JUAN PABLO FUSI: Franco. Autoritarismo y poder personal, 1985.


Aquel décimo primer Gobierno de Franco −el de octubre de 1969 que situaba como hombre fuerte y vicepresidente de hecho y presidente de derecho al almirante Luis Carrero Blanco−, se enfrentó a muy graves dificultades. Dificultades que no surgían de la coyuntura del momento sino que lo que hacían era nacer de la misma estructura del régimen y chocar con ella.

La agitación universitaria renacida en 1972, pero sobre todo las incesantes huelgas y luchas sindicales −que crecían a un ritmo vertiginoso tal que se pasaba de poco más de 500 en 1971 a más de 850 al año siguiente, y que incluso ocasionarían muertos en los enfrentamientos entre huelguistas y policías−, así como la extrema dureza de la situación en el País Vasco cada vez más exacerbada a causa del continuo crecimiento de ETA, mostraban a las claras la crisis del franquismo, anquilosado en la extrema edad de su patriarca y amenazado desde 1973 por la galopante crisis económica internacional que sumiría al régimen dictatorial en un hoyo donde la inflación se dispararía en el año 1974 hasta cifras insospechadas.

Pero centrémonos en los días finales de 1970 y en uno de los acontecimientos más significativos de aquellos tiempos a los que los especialistas suelen llamar del tardofranquismo.

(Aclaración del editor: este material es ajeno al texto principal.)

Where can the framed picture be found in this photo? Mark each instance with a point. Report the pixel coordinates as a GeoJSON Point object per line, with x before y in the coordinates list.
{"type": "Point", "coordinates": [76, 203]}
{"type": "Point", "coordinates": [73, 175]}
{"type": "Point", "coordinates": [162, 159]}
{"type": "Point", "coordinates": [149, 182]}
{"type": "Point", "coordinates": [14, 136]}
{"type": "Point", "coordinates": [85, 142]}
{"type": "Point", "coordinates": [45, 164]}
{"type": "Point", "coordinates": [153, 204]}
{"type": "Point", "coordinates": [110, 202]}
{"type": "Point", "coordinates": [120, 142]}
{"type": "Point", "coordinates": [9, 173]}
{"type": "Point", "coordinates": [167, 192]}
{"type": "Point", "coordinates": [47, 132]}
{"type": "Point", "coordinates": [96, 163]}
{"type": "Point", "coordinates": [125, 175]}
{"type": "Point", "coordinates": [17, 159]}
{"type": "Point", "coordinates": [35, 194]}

En el mes de diciembre de ese año 70 tuvo lugar el que sería conocido como proceso de Burgos contra militantes de ETA, acusados de haber participado en el asesinato de tres personas. La agitación interior −que provocó que el día 4 de ese mes se declarara el estado de excepción en la provincia de Guipúzcoa para diez días después extenderlo durante seis meses a todo el país− y exterior reclamando primero la absolución y luego la conmutación de las seis penas de muerte que incluiría la sentencia fue de tal calibre que, lo que empezó siendo la excesiva forma que el régimen de Franco tenía de responder a la escalada de violencia en lo que ya se puede tachar de conflicto vasco, no arrojó sino aspectos negativos que dañarían aún más el frágil equilibrio de la dictadura. Y es que negativo era que la verdadera careta represora del régimen le fuera mostrada a las claras a esa nueva, y dinámica, sociedad que era capaz de convivir con el rigor dictatorial siempre que no le arrojara a su propia cara la vileza de la violencia intrínseca al franquismo. Y negativa era la imagen internacional de un sistema tan necesitado de la legitimidad de los occidentales con quienes pretendía emparentar una y otra vez.

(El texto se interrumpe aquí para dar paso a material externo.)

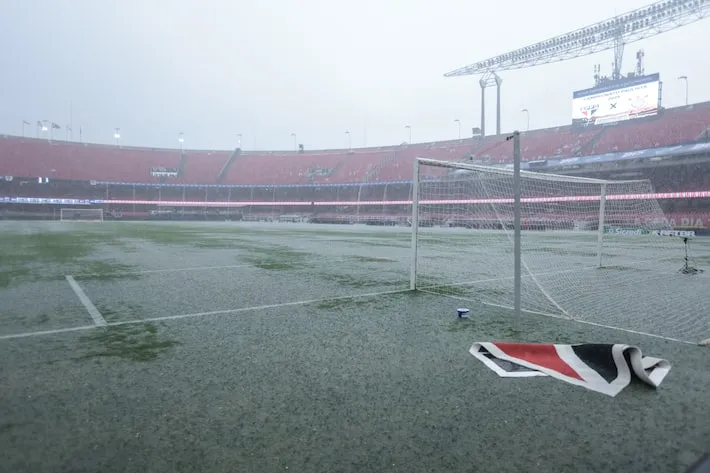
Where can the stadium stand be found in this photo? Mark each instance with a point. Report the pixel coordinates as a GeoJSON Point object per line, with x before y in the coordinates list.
{"type": "Point", "coordinates": [121, 176]}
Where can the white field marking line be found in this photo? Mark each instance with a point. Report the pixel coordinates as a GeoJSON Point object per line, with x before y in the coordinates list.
{"type": "Point", "coordinates": [202, 314]}
{"type": "Point", "coordinates": [167, 270]}
{"type": "Point", "coordinates": [90, 307]}
{"type": "Point", "coordinates": [260, 307]}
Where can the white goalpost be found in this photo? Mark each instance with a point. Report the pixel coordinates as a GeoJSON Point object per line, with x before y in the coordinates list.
{"type": "Point", "coordinates": [592, 250]}
{"type": "Point", "coordinates": [81, 215]}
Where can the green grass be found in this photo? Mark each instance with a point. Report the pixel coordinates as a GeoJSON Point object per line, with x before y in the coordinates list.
{"type": "Point", "coordinates": [131, 342]}
{"type": "Point", "coordinates": [121, 311]}
{"type": "Point", "coordinates": [277, 258]}
{"type": "Point", "coordinates": [106, 271]}
{"type": "Point", "coordinates": [348, 303]}
{"type": "Point", "coordinates": [371, 259]}
{"type": "Point", "coordinates": [359, 282]}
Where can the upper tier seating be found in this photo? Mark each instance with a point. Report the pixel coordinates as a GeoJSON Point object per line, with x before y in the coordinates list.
{"type": "Point", "coordinates": [28, 157]}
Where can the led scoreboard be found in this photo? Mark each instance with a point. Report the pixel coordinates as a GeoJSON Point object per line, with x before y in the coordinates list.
{"type": "Point", "coordinates": [619, 100]}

El régimen solo fue capaz de darse esos golpes de pecho tan suyos, y el día 17 convocó otra multitudinaria manifestación en la madrileña plaza de Oriente para aclamar al dictador y reafirmarle como el líder capaz de contradecir a una comunidad internacional equivocada. Bueno, de eso y en este caso de claudicar y decidir el día 30 en Consejo de Ministros prácticamente por unanimidad cambiar las penas de muerte sentenciadas dos días antes por las inmediatamente inferiores. Franco asumió aliviado la decisión de sus ministros, sin necesidad de pronunciarse. Pero el fracaso de su sistema era absoluto, pues el proceso de Burgos había vuelto a mostrar su aspecto más tétrico a sus súbditos y su falta de legitimidad occidental a sus vecinos y socios internacionales. Y, eso sí, donde el franquismo había perdido casi todos los apoyos que le podrían quedar fue en el vapuleado País Vasco, hasta el punto de que a ojos de los más destacados investigadores la política aplicada en ese territorio por los estertores del franquismo fue un mayúsculo y abismal error histórico.

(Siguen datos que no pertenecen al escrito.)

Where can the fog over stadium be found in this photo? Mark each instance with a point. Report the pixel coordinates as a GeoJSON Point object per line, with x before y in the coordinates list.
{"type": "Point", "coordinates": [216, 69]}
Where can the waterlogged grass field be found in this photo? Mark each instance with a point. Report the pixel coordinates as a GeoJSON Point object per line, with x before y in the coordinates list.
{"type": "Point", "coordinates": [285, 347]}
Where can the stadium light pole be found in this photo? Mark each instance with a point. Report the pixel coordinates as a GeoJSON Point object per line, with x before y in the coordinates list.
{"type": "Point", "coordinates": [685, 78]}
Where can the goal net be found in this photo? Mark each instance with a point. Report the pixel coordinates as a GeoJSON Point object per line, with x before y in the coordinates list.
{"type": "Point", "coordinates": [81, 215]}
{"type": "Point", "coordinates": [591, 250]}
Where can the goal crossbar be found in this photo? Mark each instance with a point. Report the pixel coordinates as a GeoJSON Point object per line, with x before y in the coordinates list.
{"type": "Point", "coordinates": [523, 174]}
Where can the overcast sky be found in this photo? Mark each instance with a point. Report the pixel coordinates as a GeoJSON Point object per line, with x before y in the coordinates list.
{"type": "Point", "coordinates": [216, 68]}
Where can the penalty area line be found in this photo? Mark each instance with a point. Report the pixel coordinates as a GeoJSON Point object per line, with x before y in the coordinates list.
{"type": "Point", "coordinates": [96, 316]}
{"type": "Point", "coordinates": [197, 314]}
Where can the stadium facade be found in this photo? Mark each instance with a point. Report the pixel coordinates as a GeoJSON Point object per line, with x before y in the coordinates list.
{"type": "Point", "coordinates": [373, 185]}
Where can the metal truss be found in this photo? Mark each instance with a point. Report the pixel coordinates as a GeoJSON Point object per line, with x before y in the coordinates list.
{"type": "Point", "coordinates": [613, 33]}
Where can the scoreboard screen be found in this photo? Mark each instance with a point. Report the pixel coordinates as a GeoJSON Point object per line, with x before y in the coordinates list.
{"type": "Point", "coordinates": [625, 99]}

Se puede decir que aunque lo que se pretendió fue escarmentar, de la manera que el régimen sabía escarmentar, al activismo político independentista, al terrorismo, vaya, lo que ocurrió fue un auténtico proceso al propio franquismo, dado el inusitado interés que la apertura informativa concitó.

Datos estadísticos que hablan del despliegue represivo del régimen en el País Vasco, inmediatamente anteriores al proceso burgalés: en el año 1969 se detuvieron en esa región a 1.953 personas, 890 de las cuales denunciarían malos tratos y 510 incluso torturas; y el Tribunal de Orden Público procesó a 93 ciudadanos en tanto que 53 pasaron directamente a la justicia militar.

En 1971, la conflictividad continúa, e incluso hasta la Iglesia católica, reunida en septiembre en una asamblea conjunta de obispos y sacerdotes, presidida por el cardenal arzobispo de Toledo y primado de España Vicente Enrique y Tarancón, debate sobre su implicación en el régimen franquista y la mayoría de los reunidos reconoce que la institución no sirvió como reconciliadora durante la Guerra Civil. Y la violencia aumenta, no sólo la de ETA, porque nace incluso una nueva organización terrorista que acabará por convertirse en el maoísta Frente Revolucionario Antifascista y Patriota (FRAP), decidida a acabar por la fuerza del terror con el régimen, aunque no es hasta dos años después cuando se cobra su primera víctima, un policía.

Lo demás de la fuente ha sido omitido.